This work addresses the problem of approximating the discrete output distribution of large language models with a dyadic distribution induced by a binary tree, under a fixed coding rate constraint, by minimizing the total variation distance. The authors formulate this as a tree-based partitioning optimization problem and propose the first polynomial-time additive approximation algorithm with theoretical guarantees, achieving near-optimal dyadic coding at constant code rates.
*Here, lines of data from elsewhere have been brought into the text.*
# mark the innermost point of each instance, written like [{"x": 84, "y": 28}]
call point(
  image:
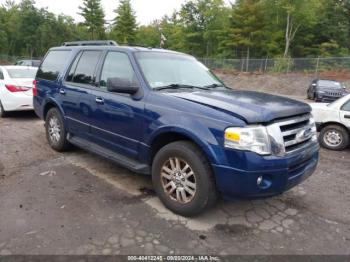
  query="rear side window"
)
[
  {"x": 84, "y": 67},
  {"x": 53, "y": 64},
  {"x": 117, "y": 65},
  {"x": 346, "y": 107},
  {"x": 22, "y": 73}
]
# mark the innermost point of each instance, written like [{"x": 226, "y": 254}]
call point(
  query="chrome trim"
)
[{"x": 305, "y": 136}]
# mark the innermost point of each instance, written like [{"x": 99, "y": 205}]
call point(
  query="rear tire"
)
[
  {"x": 55, "y": 131},
  {"x": 2, "y": 111},
  {"x": 183, "y": 179},
  {"x": 334, "y": 137}
]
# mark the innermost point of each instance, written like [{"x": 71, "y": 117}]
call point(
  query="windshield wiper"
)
[
  {"x": 178, "y": 86},
  {"x": 213, "y": 86}
]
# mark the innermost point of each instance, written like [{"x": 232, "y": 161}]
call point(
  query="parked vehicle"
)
[
  {"x": 15, "y": 88},
  {"x": 322, "y": 90},
  {"x": 163, "y": 113},
  {"x": 333, "y": 123},
  {"x": 32, "y": 63}
]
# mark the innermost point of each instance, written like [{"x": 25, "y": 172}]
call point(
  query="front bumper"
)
[
  {"x": 327, "y": 98},
  {"x": 279, "y": 174},
  {"x": 18, "y": 103}
]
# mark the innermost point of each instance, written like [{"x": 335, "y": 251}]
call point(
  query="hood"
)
[
  {"x": 252, "y": 107},
  {"x": 24, "y": 82}
]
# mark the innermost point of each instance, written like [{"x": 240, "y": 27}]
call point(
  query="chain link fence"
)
[
  {"x": 10, "y": 60},
  {"x": 280, "y": 65}
]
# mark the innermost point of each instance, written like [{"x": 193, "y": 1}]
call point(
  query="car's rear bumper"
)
[
  {"x": 327, "y": 98},
  {"x": 18, "y": 103},
  {"x": 287, "y": 173}
]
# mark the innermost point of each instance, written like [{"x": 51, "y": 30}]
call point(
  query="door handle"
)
[{"x": 99, "y": 100}]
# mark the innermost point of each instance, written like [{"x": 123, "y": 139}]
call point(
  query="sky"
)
[{"x": 146, "y": 10}]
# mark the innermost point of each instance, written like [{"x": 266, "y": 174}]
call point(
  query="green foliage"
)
[
  {"x": 203, "y": 28},
  {"x": 94, "y": 18},
  {"x": 124, "y": 30}
]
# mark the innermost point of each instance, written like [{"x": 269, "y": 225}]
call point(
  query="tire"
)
[
  {"x": 334, "y": 137},
  {"x": 204, "y": 194},
  {"x": 56, "y": 133},
  {"x": 2, "y": 111}
]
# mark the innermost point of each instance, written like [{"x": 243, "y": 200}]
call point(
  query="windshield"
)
[
  {"x": 22, "y": 73},
  {"x": 329, "y": 84},
  {"x": 164, "y": 69}
]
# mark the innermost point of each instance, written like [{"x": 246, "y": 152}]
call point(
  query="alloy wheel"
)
[
  {"x": 178, "y": 180},
  {"x": 333, "y": 138}
]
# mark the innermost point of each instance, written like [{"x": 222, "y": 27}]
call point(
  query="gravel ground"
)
[
  {"x": 79, "y": 203},
  {"x": 294, "y": 85}
]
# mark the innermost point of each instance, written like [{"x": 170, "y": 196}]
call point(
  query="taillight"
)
[
  {"x": 35, "y": 89},
  {"x": 14, "y": 89}
]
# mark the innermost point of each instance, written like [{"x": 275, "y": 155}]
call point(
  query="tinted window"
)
[
  {"x": 329, "y": 84},
  {"x": 22, "y": 73},
  {"x": 346, "y": 106},
  {"x": 163, "y": 69},
  {"x": 84, "y": 69},
  {"x": 117, "y": 65},
  {"x": 53, "y": 65}
]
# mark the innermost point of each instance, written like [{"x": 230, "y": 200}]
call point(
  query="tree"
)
[
  {"x": 124, "y": 30},
  {"x": 246, "y": 30},
  {"x": 94, "y": 18}
]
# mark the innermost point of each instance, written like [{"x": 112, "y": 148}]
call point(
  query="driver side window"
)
[
  {"x": 117, "y": 65},
  {"x": 346, "y": 106}
]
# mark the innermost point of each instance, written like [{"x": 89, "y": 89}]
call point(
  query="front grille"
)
[
  {"x": 296, "y": 132},
  {"x": 334, "y": 94}
]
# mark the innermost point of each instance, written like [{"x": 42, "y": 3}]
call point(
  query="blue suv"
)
[{"x": 164, "y": 114}]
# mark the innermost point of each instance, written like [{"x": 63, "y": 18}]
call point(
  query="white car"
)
[
  {"x": 16, "y": 88},
  {"x": 333, "y": 123}
]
By jointly optimizing coding efficiency and statistical fidelity, the method substantially reduces the total variation distance, thereby enabling an efficient, provably secure, and low-detectability mechanism for per-token steganography.

We study the problem of approximating a discrete probability distribution, such as the next-token distribution of a large language model, by a dyadic distribution induced by a binary tree under encoding rate constraints. The objective is to partition the support of the distribution and assign dyadic probabilities to minimize total variation distance while achieving a prescribed rate. We formulate this task as a tree-based partitioning problem and develop a polynomial-time additive approximation scheme for the rate-constrained setting in the constant-rate regime. Our results provide provable guarantees for near-optimal dyadic approximations and, as an application, yield a principled framework for LLM-based steganography, where the rate maps to bits of hidden information embedded per token and the total variation bound controls statistical detectability.